Once you have revamped your resume, ask yourself whether you would pay ‘this person’ what he or she is expecting. If not, it probably means that you have not fully communicated your professional value to your prospective employer. And if that’s the case it probably means you haven’t focused enough on your career progression and key professional accomplishments.

If you are currently earning SGD$300K per annum and are looking for a role paying SGD$450K per annum, you need to ask yourself whether you would pay someone with this resume (in its current state) SGD$450K? If not, you’re probably still under-selling yourself so it’s back to the drawing board.

5. Don’t hide your reasons for leaving

Once again it’s up to you to connect the dots. A prospective employer will very quickly make (potentially the wrong, more often than not) assumptions about gaps in your CV, employment dates, and certainly reasons for leaving (especially if they perceive your CV to be a bit ‘jumpy’).

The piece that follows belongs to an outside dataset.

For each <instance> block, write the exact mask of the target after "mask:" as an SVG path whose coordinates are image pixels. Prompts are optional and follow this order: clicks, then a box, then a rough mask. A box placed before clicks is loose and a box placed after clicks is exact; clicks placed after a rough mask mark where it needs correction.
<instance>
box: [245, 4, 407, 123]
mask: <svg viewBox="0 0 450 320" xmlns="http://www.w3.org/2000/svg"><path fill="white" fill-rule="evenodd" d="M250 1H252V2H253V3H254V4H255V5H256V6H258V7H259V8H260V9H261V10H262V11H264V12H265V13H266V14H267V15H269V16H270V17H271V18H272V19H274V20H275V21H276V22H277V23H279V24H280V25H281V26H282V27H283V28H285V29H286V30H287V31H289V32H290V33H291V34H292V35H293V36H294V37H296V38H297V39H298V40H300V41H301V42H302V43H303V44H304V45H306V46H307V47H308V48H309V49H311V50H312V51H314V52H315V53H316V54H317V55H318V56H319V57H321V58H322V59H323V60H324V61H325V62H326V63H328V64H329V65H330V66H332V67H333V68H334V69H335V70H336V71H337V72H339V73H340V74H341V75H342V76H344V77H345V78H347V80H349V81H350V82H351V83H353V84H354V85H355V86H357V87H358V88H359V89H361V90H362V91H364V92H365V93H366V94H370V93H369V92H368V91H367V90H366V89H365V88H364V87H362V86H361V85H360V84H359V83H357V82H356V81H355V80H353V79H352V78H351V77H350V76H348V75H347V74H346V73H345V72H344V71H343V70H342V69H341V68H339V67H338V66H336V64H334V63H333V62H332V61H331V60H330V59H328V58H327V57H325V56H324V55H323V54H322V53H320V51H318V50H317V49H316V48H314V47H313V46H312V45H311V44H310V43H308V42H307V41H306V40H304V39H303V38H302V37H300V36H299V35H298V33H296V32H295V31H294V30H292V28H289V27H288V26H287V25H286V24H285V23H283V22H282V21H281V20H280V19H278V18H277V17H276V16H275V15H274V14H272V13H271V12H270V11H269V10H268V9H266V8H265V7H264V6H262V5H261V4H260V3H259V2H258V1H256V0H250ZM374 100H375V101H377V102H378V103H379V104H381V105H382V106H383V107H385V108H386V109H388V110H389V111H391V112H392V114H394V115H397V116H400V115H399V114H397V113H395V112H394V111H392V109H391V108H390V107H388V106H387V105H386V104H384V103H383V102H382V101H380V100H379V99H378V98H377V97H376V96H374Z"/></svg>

Were you headhunted? Did you move because a former boss brought you across? Were you recommended for the role by another employee? Was your former employer acquired and the ‘new company’ retained you? Or were you the victim of an ‘organisational restructure’ and forced to apply for a new role?

Only you know the answers – so make it crystal clear.

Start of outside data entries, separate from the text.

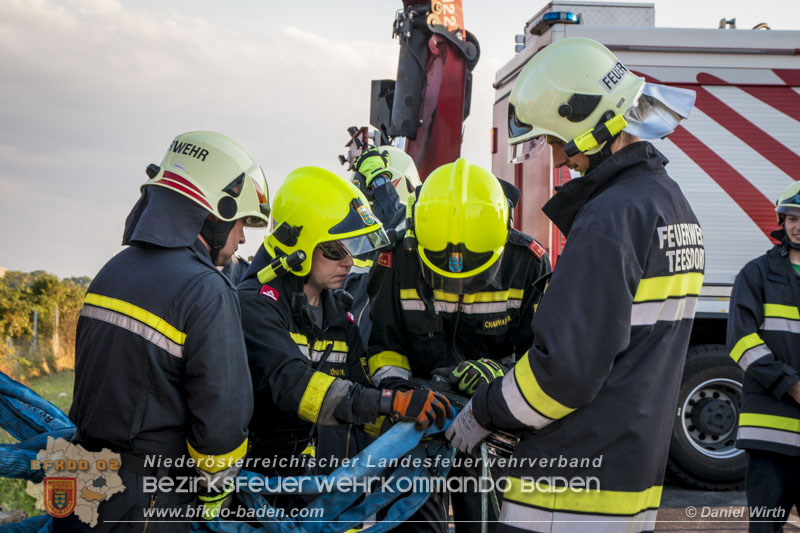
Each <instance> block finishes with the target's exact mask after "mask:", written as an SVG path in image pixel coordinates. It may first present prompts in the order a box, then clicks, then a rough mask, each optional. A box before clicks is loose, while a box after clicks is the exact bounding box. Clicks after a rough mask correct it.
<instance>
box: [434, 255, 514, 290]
mask: <svg viewBox="0 0 800 533" xmlns="http://www.w3.org/2000/svg"><path fill="white" fill-rule="evenodd" d="M490 255H491V254H490ZM502 259H503V256H502V255H501V256H500V257H499V258H498V259H497V261H495V262H494V263H493V264H492V266H490V267H489V268H487V269H486V270H483V271H482V272H480V273H478V274H476V275H474V276H470V277H467V278H451V277H448V276H444V275H442V274H440V273H438V272H435V271H433V270H432V269H431V268H429V267H428V266H427V265H426V264H425V262H424V261H420V263H421V265H422V277H423V279H425V281H426V283H428V285H430V286H431V288H432V289H434V290H438V291H444V292H448V293H451V294H472V293H476V292H480V291H483V290H485V289H487V288H489V287H493V288H495V289H499V288H500V283H499V281H500V263H501V261H502Z"/></svg>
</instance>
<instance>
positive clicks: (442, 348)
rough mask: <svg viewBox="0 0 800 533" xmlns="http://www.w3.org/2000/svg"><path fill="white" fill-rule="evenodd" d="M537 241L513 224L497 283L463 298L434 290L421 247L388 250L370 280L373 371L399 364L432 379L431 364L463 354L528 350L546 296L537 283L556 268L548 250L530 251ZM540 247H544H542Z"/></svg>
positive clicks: (488, 353)
mask: <svg viewBox="0 0 800 533" xmlns="http://www.w3.org/2000/svg"><path fill="white" fill-rule="evenodd" d="M398 242H401V243H402V237H400V238H399V239H398ZM533 242H534V241H533V239H532V238H531V237H529V236H528V235H525V234H524V233H520V232H518V231H515V230H512V231H511V232H510V234H509V240H508V242H507V243H506V247H505V251H504V252H503V256H502V257H501V259H500V261H501V264H500V270H499V275H498V279H497V286H490V287H487V288H485V289H483V290H482V291H481V292H478V293H472V294H464V295H460V296H459V295H458V294H452V293H446V292H443V291H439V290H436V291H434V290H431V289H430V287H429V286H428V285H427V284H426V283H425V281H424V280H423V278H422V272H421V270H420V268H421V267H420V261H419V258H418V257H417V254H416V251H414V252H409V251H407V250H406V249H405V248H403V246H402V244H401V245H398V246H396V247H395V248H394V250H392V251H389V252H383V254H382V256H383V257H381V256H379V257H378V259H377V260H376V261H375V265H374V266H373V267H372V273H371V275H370V279H369V283H368V285H367V291H368V293H369V296H370V302H371V304H372V334H371V336H370V345H369V349H368V354H369V370H370V374H371V375H374V374H375V373H376V372H377V371H379V370H380V369H381V368H383V367H395V368H398V369H402V370H405V371H406V372H408V371H410V372H411V374H413V375H414V376H418V377H423V378H429V377H430V373H431V370H433V369H435V368H440V367H446V366H454V365H457V364H458V363H459V362H461V361H463V360H467V359H480V358H482V357H488V358H491V359H495V360H500V359H503V358H506V357H509V356H512V357H517V356H521V355H522V354H523V353H525V351H526V350H527V349H528V348H529V347H530V344H531V341H532V339H533V330H532V325H531V324H532V322H533V313H534V306H535V305H536V303H537V302H538V301H539V297H540V296H541V293H540V292H539V290H538V289H537V288H536V287H534V286H533V284H534V282H535V281H537V280H538V279H539V278H541V277H542V276H544V275H545V274H547V273H548V272H549V271H550V262H549V260H548V258H547V255H546V254H544V255H542V257H541V258H540V257H539V256H537V255H536V254H535V253H534V252H533V251H532V249H528V246H529V245H532V243H533ZM537 250H539V251H540V252H539V253H543V250H542V249H541V247H539V248H537Z"/></svg>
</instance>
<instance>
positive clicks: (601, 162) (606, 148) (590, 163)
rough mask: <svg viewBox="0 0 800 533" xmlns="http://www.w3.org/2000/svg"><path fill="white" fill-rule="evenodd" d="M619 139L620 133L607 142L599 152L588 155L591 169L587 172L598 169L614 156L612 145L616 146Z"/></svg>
mask: <svg viewBox="0 0 800 533" xmlns="http://www.w3.org/2000/svg"><path fill="white" fill-rule="evenodd" d="M617 137H619V133H618V134H616V135H614V136H613V137H612V138H610V139H609V140H608V141H606V143H605V144H604V145H603V147H602V148H601V149H600V150H599V151H598V152H595V153H593V154H592V155H587V156H586V157H588V158H589V168H588V169H586V171H587V172H589V171H590V170H592V169H593V168H596V167H597V166H599V165H600V163H602V162H603V161H605V160H606V159H608V158H609V157H611V155H612V154H611V145H612V144H614V141H616V140H617Z"/></svg>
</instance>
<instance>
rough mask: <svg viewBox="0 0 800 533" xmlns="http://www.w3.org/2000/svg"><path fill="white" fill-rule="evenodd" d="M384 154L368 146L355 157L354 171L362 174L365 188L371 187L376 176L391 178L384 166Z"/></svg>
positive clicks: (387, 169) (376, 148)
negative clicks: (355, 160) (366, 149)
mask: <svg viewBox="0 0 800 533" xmlns="http://www.w3.org/2000/svg"><path fill="white" fill-rule="evenodd" d="M386 162H387V161H386V156H385V155H384V154H382V153H381V152H380V151H379V150H378V149H377V148H370V149H369V150H367V151H366V152H364V153H363V154H361V155H360V156H358V159H356V162H355V164H354V165H353V166H354V167H355V171H356V172H357V173H359V174H361V175H362V176H364V181H365V185H366V186H367V189H370V188H372V187H371V185H372V181H373V180H374V179H375V178H377V177H378V176H383V177H384V178H386V179H388V180H391V174H390V172H389V169H388V168H386Z"/></svg>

6. Include a powerful list of skills and attributes

Without stating the obvious, this ‘powerful list’ should be relevant for a specific job or sector. For example, digital software / tools; CRM software / tools; data and analytics / tools; technical software / tools; media software / tools; creative software / awards.

That being said, you probably shouldn’t include software or tools that everyone in a particular organisation or industry would be expected to use. Once again, this list is part of your sales collateral, your elevator pitch, and must help you stand even further apart from the rest of the crowd.

7. Never ever embellish your skills or experience

This isn’t so much a tip to help your resume stand out. It’s more some final words of advice to ensure that your reputation doesn’t quickly come crashing down.

Whatever you do, you should never embellish any of your previous job titles, dates of employment, roles and responsibilities (or their associated achievements), skills, or titles of your referees.

You will get caught out – either during the interview, the reference check stage, or very quickly on the job. The world is too small and you can’t afford to have your name tarnished for having lied to a potential employer.